I apologize for the term nice-to-have formulaicity and only use it for lack of something more appropriate. The apology is required because this is actually the fun part of formulaic language. It is the domain of all the wonderful idiomatic expressions that add so much flavor and expressive potential to language: the playground of idioms, proverbs, weird tautologies, irreversible binomials and all the other types of multi-words units that first come to mind when thinking about this term. These sequences are generally rare; they can exhibit medium to high idiomaticity, mainly of the semantic type. If idiomatic, they are clearly chunked and can be used with considerable automaticity when triggered by context and a specific communicative task.

Figure 4.

Charting the space of syntagmatic sequences in terms of domains for L2 learning.

Goals of L2 learning

The overall goal of second-language learning (and teaching) is to increase fluency and automaticity. Solving communicative tasks by means of compositional syntax is non-automatic by definition and hence a potential threat to fluency. The more formulaic the solution of a given communicative task is for the learner, the more effortlessly and efficiently it will be solved. Therefore, the goal of second-language learning and teaching must be to increase the stock of available formulaic routines.

As pointed out above, the domain of formulaic syntax plays a key role in reaching this goal. Recurrent lexicogrammatical co-occurrence tendencies can be exploited for experience-based implicit learning. The domain of formulaic syntax thus ‘hosts’ the large number of medium-frequent instantiations of productive patterns, for example, it is clear that, in a such a way (that) or by the end of the year. This is the place where the increasing variety of communicative tasks the learner faces and the available repertoire of ready-made solutions are balanced out, giving rise to the frequency profiles observed in Figure 1. The more frequently such recurrent solutions to recurrent communicative tasks have been processed, the more internally cohesive they become and can thus be ‘passed on’ to the domains of must-have or want-to-have formulaicity (depending on how frequent they are).

Due to the very low frequency of the items subsumed under the label of nice-to-have formulaicity, implicit learning by repeated processing is not a viable option. There is simply not enough input around for that. Learning can only work in one of two ways: first, in the form of one-shot learning, that is, by high awareness that an expression one has encountered is very special indeed and might be useful in the future even though it is very rare; and second, by explicit learning in a classroom context.

Pathways of L2 learning of formulaic language

To appreciate what these findings mean for the L2 learning of formulaic language, we have to keep in mind the different types of learners and learning circumstances mentioned in Section 2.

The immersion learner

Immersion learners essentially get must-have formulaicity for free. The routines that fall under this label are so frequent and communicatively useful that learners who get massive input can hardly fail to learn them. The more exposure they manage to accumulate, and the more variable their input becomes, the larger the repertoire of want-to-have formulaicity and formulaic syntax will grow and the larger the proportion of communicative tasks that can be solved without recourse to compositional syntax will become.

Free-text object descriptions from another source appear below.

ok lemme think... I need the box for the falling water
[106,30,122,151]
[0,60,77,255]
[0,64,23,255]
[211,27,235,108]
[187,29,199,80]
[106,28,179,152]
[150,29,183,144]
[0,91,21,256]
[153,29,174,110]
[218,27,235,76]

With most of the increase in fluency handled by implicit learning, the advanced immersion learners’ main task for explicit learning is to extend their repertoire of nice-to-have formulaicity. This will not so much improve their close-to-ceiling fluency but contribute to stylistic variability and richness. A large volume of stylistically varied input and/or dedicated measures such as working with specialized material is presumably required to make progress in this domain.

The classroom learner

For classroom learners who suffer from severe shortage of input, the situation is very different. Their most important tasks by far are to move from compositional syntax to formulaic syntax and to build an increasingly large repertoire of must-have formulaicity. The first task, that is, to develop formulaic syntax, can be accomplished by strengthening syntagmatic associations reciprocally connecting lexical elements and grammatical patterns. Essentially, it is the emergence of what is referred to as lexicogrammar: learners routinize the syntagmatic associations that subserve recurrent complementation patterns of verbs, nouns and adjectives, on one hand, and recurrent fillers of variable slots in grammatical patterns, on the other.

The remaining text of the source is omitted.